La soddisfazione di tagliare il traguardo però non ha eguali:

«La sveglia è suonata alle 4 e mezza con alle spalle 8 ore di volo e un giorno in giro a piedi - racconta - Poi il trasporto verso la partenza è lunghissimo e abbiamo iniziato a correre alle 10, fra ponti, salite e curve. Almeno i ristori erano tanti e abbondanti, poi il tifo fa la differenza. Intorno al 30esimo chilometro mi son detta: “Basta maratone”; poi alla fine, come sempre, inizio a pensare quando ne faccio un’altra». La maratona è un giorno talmente speciale per la Grande Mela che non finisce quando l’ultimo partecipante taglia il traguardo, ma continua anche nei giorni successivi. «La cosa davvero bella è che il giorno dopo vai in giro per la città con la medaglia al collo e tutti i newyorchesi ti dicono “Congratulations” con due pollici ben alzati», continua la medese.
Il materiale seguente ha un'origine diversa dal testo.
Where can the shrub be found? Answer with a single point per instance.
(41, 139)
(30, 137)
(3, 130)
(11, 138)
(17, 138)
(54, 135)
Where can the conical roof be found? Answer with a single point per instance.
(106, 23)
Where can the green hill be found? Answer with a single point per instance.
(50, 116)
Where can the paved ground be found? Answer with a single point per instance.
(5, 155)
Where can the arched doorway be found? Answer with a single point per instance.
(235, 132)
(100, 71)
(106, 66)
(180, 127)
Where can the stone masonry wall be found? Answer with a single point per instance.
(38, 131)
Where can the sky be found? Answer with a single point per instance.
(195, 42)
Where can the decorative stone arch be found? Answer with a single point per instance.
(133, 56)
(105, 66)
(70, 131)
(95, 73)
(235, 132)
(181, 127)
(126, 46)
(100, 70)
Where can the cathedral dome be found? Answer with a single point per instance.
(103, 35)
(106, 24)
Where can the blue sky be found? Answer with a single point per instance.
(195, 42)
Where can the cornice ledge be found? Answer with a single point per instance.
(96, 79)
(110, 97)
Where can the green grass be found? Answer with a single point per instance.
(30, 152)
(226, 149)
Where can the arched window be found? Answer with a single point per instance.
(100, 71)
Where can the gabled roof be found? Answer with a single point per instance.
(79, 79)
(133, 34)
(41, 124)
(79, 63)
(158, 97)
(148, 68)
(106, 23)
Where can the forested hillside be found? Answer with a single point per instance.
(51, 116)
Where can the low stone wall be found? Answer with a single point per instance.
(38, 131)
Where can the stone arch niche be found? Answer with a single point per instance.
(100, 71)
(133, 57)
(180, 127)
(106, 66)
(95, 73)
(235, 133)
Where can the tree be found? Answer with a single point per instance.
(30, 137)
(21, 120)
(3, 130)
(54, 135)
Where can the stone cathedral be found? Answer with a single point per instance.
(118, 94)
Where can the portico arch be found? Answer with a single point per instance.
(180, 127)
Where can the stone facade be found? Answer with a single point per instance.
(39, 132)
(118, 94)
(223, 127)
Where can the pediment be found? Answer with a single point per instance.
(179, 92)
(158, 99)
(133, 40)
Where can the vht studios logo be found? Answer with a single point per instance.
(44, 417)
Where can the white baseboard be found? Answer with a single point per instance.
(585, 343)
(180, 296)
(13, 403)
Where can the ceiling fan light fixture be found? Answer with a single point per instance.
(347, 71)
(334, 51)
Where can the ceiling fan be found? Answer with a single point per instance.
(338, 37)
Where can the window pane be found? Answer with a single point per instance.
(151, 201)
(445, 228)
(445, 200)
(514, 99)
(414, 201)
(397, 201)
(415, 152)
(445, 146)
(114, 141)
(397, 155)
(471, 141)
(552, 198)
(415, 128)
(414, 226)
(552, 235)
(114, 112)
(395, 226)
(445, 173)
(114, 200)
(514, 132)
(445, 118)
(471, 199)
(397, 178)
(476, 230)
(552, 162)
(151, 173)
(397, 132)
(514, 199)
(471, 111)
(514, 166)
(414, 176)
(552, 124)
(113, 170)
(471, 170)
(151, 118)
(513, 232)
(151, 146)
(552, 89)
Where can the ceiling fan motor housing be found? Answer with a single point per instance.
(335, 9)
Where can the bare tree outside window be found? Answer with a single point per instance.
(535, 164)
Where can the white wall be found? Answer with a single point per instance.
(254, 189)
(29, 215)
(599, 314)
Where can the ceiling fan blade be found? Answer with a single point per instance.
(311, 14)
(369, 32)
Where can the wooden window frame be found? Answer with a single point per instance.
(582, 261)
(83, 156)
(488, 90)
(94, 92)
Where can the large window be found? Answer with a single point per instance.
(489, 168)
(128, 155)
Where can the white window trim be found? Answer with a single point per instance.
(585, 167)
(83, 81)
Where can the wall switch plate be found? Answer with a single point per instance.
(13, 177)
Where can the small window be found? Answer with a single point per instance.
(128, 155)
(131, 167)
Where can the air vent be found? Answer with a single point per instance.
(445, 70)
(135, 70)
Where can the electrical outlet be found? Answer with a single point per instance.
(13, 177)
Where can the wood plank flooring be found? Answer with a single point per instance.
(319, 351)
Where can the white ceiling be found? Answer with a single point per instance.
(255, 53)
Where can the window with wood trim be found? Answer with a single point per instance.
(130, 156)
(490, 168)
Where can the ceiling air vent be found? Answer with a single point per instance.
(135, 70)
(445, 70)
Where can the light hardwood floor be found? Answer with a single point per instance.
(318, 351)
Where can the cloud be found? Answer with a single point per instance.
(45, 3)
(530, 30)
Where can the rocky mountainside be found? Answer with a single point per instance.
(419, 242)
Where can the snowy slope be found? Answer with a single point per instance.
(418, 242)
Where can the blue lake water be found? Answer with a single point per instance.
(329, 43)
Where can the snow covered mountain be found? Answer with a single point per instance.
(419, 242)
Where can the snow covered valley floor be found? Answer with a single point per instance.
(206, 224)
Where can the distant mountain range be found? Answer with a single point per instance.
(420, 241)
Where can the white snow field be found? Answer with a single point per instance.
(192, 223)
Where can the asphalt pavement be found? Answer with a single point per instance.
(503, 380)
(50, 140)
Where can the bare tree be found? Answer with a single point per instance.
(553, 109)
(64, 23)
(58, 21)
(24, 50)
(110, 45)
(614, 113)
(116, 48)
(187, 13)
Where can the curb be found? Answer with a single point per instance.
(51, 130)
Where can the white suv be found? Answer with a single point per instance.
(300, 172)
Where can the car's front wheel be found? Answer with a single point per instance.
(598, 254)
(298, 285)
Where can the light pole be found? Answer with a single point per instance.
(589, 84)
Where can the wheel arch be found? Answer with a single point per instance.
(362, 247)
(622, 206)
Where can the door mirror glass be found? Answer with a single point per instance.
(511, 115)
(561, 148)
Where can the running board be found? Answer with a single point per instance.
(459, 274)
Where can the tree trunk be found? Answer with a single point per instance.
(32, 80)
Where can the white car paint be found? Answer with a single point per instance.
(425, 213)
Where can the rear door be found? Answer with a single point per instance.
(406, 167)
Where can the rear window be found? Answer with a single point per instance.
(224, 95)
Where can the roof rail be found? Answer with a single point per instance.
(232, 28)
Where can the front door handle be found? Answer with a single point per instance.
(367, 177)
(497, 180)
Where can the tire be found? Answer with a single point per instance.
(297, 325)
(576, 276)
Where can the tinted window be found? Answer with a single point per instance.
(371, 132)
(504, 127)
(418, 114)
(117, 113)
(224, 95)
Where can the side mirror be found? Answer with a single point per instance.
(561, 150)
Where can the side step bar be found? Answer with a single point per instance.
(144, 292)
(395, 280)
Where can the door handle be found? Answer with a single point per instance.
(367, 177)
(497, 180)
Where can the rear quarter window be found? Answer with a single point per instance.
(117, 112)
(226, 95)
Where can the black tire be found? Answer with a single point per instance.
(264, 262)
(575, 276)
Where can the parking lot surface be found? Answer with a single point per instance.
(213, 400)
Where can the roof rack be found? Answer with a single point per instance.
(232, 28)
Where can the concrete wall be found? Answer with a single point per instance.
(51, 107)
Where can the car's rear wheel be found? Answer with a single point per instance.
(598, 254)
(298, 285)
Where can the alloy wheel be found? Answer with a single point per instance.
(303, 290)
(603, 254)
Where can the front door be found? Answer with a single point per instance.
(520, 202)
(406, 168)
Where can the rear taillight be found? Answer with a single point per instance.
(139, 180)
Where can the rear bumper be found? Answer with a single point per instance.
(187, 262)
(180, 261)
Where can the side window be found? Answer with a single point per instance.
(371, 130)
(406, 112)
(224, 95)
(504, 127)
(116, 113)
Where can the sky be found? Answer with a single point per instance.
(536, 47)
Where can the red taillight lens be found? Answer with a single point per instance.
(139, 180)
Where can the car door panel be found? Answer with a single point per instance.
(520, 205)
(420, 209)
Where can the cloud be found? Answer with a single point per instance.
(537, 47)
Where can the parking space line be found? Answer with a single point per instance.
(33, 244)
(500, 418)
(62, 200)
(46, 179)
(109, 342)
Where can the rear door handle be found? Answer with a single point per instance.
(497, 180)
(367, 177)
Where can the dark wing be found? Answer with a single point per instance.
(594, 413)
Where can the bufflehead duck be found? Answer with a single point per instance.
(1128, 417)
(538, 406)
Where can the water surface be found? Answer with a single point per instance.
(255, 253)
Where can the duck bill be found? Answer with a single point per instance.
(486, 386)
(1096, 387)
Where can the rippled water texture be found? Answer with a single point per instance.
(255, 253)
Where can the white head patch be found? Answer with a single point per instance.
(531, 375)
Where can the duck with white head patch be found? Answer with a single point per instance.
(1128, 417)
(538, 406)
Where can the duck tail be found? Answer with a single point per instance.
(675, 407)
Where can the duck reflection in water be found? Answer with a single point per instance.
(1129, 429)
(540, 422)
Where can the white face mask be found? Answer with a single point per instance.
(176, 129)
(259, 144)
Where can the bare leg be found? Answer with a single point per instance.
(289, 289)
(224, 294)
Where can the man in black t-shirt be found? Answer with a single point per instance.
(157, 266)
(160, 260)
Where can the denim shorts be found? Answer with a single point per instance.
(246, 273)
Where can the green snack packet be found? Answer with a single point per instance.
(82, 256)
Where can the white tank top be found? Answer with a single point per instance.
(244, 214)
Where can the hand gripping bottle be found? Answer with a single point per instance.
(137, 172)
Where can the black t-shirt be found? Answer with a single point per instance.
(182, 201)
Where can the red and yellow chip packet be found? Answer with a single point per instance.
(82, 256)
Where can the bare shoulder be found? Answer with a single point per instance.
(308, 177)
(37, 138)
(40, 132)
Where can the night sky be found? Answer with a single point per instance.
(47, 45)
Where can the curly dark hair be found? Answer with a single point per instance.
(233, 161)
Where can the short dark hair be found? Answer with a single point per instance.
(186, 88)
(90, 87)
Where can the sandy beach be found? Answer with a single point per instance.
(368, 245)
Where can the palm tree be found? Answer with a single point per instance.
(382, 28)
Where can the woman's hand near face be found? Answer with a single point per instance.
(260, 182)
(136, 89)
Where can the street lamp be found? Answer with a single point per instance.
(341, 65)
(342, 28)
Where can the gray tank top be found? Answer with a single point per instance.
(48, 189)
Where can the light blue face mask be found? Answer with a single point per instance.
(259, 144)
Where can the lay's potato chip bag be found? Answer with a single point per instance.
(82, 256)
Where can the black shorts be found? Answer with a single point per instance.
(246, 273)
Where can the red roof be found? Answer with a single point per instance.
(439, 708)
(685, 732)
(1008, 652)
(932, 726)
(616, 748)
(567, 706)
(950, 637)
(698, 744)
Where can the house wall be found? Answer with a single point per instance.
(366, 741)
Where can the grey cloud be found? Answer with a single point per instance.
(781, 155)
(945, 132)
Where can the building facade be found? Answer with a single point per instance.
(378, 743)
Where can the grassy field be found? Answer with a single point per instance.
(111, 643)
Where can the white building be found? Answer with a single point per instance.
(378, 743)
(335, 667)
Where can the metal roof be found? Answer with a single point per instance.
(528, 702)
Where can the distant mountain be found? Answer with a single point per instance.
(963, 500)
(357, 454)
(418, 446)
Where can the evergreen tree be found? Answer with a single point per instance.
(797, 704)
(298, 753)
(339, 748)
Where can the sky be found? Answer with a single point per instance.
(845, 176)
Correre è un’attività sportiva adatta sostanzialmente a tutti, ma il solo pensiero di mettere un piede davanti all’altro per quasi quattro ore e 42 chilometri spaventa molto: «Io ero una di quelle che proprio diceva che non ce l’avrebbe mai fatta e invece è solo questione di allenamento - afferma - Me l’ha detto la mia amica Marta Ceriani quando ho iniziato ed è vero. Non voglio risultare banale: servono passione, sacrificio e dedizione, perché senza forza di volontà non vai da nessuna parte e, soprattutto tempo per allenarsi, ma tutti ce la possono fare». Infine, «bisogna sempre ricordarsi il motto di tutti i maratoneti: 30 chilometri li fai con le gambe, 10 con la testa, 2 con il cuore e gli ultimi 195 metri con le lacrime», conclude.